ForwardDiff2.jl
ForwardDiff2.jl copied to clipboard
Dual leakage
I can make the dual type leak out into a global variable:
julia> function f(x)
global y = sin(x)
end
f (generic function with 1 method)
julia> ForwardDiff2.D(f)(1)*1
0.5403023058681398
julia> y
(0.8414709848078965 + 0.5403023058681398ϵ₁)
Presumably this can happen any time a differentiated value escapes the program, e.g. when you have a global cache or similar.

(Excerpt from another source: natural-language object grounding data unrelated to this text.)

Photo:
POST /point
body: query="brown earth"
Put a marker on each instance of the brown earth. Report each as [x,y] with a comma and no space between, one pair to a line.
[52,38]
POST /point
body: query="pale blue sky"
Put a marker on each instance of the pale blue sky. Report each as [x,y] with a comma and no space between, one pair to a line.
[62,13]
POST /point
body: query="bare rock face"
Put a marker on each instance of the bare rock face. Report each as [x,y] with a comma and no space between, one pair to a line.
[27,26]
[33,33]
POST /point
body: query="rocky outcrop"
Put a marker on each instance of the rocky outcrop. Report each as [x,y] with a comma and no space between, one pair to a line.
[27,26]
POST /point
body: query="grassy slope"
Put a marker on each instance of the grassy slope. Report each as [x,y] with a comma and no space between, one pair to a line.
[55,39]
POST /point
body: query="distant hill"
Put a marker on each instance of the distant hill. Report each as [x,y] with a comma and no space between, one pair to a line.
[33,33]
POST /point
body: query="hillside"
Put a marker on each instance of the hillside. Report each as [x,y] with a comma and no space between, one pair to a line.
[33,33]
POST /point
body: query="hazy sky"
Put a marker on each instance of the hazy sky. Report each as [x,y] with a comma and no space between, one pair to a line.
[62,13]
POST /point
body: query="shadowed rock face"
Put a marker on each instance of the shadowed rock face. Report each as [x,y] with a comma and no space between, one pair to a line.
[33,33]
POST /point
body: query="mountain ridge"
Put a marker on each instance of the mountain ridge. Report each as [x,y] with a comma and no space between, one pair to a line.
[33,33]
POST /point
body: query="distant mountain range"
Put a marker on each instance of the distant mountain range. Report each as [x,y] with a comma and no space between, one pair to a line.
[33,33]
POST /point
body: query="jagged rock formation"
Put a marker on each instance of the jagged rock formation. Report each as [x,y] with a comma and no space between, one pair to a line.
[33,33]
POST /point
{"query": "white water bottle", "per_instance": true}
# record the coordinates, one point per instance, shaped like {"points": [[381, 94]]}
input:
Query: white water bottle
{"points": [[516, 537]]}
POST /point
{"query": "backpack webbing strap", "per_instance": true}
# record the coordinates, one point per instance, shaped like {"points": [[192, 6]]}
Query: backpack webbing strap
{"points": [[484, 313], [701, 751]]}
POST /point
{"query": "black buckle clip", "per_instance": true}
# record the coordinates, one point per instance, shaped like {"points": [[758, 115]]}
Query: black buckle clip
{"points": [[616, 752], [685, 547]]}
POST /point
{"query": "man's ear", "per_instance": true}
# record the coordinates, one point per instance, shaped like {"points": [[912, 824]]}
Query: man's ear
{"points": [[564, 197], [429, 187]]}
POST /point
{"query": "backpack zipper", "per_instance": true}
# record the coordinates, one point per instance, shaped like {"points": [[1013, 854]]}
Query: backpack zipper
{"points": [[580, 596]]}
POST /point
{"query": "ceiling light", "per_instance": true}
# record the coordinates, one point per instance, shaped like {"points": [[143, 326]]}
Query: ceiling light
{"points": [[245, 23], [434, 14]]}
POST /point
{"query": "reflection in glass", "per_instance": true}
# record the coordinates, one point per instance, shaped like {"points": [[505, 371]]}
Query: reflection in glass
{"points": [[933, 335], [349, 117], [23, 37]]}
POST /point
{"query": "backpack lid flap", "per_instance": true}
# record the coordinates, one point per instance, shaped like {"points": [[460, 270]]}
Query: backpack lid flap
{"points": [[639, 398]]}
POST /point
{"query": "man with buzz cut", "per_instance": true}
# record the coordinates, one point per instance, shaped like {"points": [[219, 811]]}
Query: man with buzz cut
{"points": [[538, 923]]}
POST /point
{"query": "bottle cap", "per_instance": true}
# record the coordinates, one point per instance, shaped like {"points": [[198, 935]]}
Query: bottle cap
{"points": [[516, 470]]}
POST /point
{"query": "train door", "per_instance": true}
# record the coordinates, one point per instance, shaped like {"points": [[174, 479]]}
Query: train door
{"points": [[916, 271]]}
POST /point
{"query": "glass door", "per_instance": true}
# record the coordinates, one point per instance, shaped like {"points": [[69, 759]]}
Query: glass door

I am assume that's going to be useful for defining mutable buffers.
FWIW, this is not just academic since it can lead to bad gradients (effectively a form of perturbation confusion). For example:
julia> function f(x)
global y = sin(x)
end
f (generic function with 1 method)
julia> g(x) = x+y
g (generic function with 1 method)
julia> ForwardDiff2.D(f)(2)*1
-0.4161468365471424
julia> ForwardDiff2.D(g)(2)*1
0.5838531634528576
Compare Zygote:
julia> gradient(f, 2)[1]
-0.4161468365471424
julia> gradient(g, 2)[1]
1.0
This is a little contrived, but a function that updates and uses a global cache in some way could follow the same pattern and get silent incorrect gradients.